I am now thinking about how to put this into practice...
Is the guidance that this is used for every hub and link table or selectively against those that have evidence of time crime? I am leaning towards making it a standard pattern for every hub and link.
I have a general query regarding the satellite table load. Does the use of RTS-X mean that the satellite table also needs to distinguish between the traditional 'load date' (into the data warehouse) and the 'applied load date' (the date/time the record relates to), i.e., should the satellite table now include both these attributes? If so, which of these two date attributes along with the hashkey would form the primary key of the satellite?
It looks like the use of RTS-X moves away from the 'load date' for a satellite table actually storing the date the record was seen by the data warehouse and is more aligned to what we would artificially set it to when handling historical data loads. Have I misunderstood?

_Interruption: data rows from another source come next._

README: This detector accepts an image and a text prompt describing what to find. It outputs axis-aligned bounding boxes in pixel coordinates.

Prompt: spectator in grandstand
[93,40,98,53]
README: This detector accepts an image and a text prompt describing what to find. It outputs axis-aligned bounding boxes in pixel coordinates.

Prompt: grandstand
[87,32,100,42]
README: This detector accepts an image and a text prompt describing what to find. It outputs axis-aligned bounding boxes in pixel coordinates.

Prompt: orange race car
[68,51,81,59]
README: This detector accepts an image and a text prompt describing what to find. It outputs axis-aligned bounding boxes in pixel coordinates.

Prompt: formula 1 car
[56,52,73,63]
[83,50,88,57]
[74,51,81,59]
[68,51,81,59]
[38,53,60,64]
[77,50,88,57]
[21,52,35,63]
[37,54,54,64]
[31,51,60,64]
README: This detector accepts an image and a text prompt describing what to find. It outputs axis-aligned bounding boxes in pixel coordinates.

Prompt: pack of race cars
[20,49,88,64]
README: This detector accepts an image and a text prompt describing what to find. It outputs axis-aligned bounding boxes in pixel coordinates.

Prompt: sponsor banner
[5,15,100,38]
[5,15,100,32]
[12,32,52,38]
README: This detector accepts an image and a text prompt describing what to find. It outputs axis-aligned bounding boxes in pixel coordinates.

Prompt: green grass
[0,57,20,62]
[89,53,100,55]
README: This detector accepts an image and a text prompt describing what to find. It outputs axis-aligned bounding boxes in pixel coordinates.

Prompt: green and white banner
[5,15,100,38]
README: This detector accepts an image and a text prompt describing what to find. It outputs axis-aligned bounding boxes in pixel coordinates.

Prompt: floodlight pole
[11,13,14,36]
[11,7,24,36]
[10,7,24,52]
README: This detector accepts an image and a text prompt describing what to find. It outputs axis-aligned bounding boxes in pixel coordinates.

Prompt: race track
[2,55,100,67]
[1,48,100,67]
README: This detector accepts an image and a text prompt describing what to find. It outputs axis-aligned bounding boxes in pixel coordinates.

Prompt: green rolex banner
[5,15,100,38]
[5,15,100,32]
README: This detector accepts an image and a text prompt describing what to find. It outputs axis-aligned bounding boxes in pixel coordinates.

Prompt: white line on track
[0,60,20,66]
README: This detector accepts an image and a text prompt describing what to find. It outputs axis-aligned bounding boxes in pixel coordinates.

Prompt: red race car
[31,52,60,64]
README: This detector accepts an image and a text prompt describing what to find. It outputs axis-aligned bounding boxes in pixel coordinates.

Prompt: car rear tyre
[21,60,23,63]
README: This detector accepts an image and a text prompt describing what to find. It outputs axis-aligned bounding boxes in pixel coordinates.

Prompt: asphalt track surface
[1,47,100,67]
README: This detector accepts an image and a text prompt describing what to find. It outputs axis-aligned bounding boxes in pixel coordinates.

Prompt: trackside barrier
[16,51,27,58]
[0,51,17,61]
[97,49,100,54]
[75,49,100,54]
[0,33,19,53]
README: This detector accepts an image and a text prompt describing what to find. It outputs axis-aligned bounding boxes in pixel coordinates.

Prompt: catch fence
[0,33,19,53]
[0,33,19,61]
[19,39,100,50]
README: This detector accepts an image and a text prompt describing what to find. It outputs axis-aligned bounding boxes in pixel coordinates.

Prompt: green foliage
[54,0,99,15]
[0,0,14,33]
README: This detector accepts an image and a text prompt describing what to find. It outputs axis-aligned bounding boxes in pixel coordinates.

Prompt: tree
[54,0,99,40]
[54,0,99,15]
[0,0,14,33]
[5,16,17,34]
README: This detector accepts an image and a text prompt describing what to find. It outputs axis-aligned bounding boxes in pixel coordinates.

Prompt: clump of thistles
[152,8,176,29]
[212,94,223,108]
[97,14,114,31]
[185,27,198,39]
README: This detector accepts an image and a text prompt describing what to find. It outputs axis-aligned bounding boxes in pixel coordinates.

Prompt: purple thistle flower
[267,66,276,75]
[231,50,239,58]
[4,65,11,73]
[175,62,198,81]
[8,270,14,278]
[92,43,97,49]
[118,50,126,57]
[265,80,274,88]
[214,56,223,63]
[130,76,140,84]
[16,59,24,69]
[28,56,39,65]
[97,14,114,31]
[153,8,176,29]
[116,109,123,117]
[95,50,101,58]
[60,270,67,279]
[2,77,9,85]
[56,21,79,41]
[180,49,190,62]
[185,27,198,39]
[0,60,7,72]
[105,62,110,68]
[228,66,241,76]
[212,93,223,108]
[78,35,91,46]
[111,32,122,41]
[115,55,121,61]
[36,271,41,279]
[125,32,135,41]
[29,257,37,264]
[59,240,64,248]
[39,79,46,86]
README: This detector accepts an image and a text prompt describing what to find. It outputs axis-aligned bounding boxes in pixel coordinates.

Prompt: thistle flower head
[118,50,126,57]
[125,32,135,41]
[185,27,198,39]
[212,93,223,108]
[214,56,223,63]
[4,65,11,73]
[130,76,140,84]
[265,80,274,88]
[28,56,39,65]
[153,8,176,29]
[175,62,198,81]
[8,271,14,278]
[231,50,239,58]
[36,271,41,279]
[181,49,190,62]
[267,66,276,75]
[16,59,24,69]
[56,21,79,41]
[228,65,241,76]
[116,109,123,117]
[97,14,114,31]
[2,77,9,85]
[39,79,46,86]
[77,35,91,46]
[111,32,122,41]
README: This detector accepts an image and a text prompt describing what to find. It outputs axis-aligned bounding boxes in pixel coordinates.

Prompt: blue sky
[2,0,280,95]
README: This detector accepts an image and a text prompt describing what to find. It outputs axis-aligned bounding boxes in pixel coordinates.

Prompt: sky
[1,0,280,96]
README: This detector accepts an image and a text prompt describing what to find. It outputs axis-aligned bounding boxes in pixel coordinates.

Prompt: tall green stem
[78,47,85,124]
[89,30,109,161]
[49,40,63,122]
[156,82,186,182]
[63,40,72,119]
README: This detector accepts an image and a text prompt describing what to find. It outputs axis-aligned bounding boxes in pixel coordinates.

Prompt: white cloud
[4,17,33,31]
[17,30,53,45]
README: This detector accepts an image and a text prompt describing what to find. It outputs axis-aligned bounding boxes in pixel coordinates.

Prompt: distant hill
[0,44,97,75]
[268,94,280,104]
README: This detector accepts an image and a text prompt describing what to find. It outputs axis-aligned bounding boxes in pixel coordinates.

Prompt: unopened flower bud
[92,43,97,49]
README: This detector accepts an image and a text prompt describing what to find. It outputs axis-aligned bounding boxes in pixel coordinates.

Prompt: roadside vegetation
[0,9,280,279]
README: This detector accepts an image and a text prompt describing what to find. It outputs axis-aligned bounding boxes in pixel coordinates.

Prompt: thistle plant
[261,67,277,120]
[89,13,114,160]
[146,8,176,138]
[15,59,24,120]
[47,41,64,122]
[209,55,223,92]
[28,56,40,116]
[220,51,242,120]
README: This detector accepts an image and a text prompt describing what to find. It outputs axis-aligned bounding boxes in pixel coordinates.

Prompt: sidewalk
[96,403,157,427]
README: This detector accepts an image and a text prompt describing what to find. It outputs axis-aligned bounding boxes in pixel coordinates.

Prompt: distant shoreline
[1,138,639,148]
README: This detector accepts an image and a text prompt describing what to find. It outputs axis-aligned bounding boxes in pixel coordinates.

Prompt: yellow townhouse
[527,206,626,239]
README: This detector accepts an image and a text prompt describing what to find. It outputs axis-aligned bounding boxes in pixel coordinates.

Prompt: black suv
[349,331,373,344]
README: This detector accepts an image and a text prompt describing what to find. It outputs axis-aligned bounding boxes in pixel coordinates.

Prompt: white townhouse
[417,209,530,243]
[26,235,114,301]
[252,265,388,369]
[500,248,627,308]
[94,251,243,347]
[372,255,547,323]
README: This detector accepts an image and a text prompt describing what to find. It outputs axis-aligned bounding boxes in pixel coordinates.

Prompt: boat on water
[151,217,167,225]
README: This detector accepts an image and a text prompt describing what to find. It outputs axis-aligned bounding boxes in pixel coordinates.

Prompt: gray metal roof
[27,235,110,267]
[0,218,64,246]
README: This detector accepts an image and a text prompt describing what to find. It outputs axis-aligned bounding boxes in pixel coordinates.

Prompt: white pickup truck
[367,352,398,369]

RTS-X appears to fundamentally work by requiring one record per source staging record per load. As this could get very large, very quickly, compression is recommended. Where CDC is used to deliver deltas of data, this could be quite manageable. However, what do we do where CDC is not possible and full dumps are delivered each night from the source system which require to be parsed to identify the small proportion of new and updated data? Is RTS-X really viable for full data dumps each night? Some of the dumps I am seeing are millions of records each day. The RTS-X table related to these data sources could get very massive very quickly if one record has to be inserted per record in the staging table containing a full data dump, when 99% of the dump is unchanged data.
Related to this, is it the view that the RTS-X table always contains every record for every day and never has any PIT table-like ageing out, even after several years? If the purpose if primary to deal with late arriving/out of sequence data, which is most likely to occur within days/weeks of the due date of the date, does it make sense to hold every RTS-X record with load date older than say x days? x could be 365 days for example.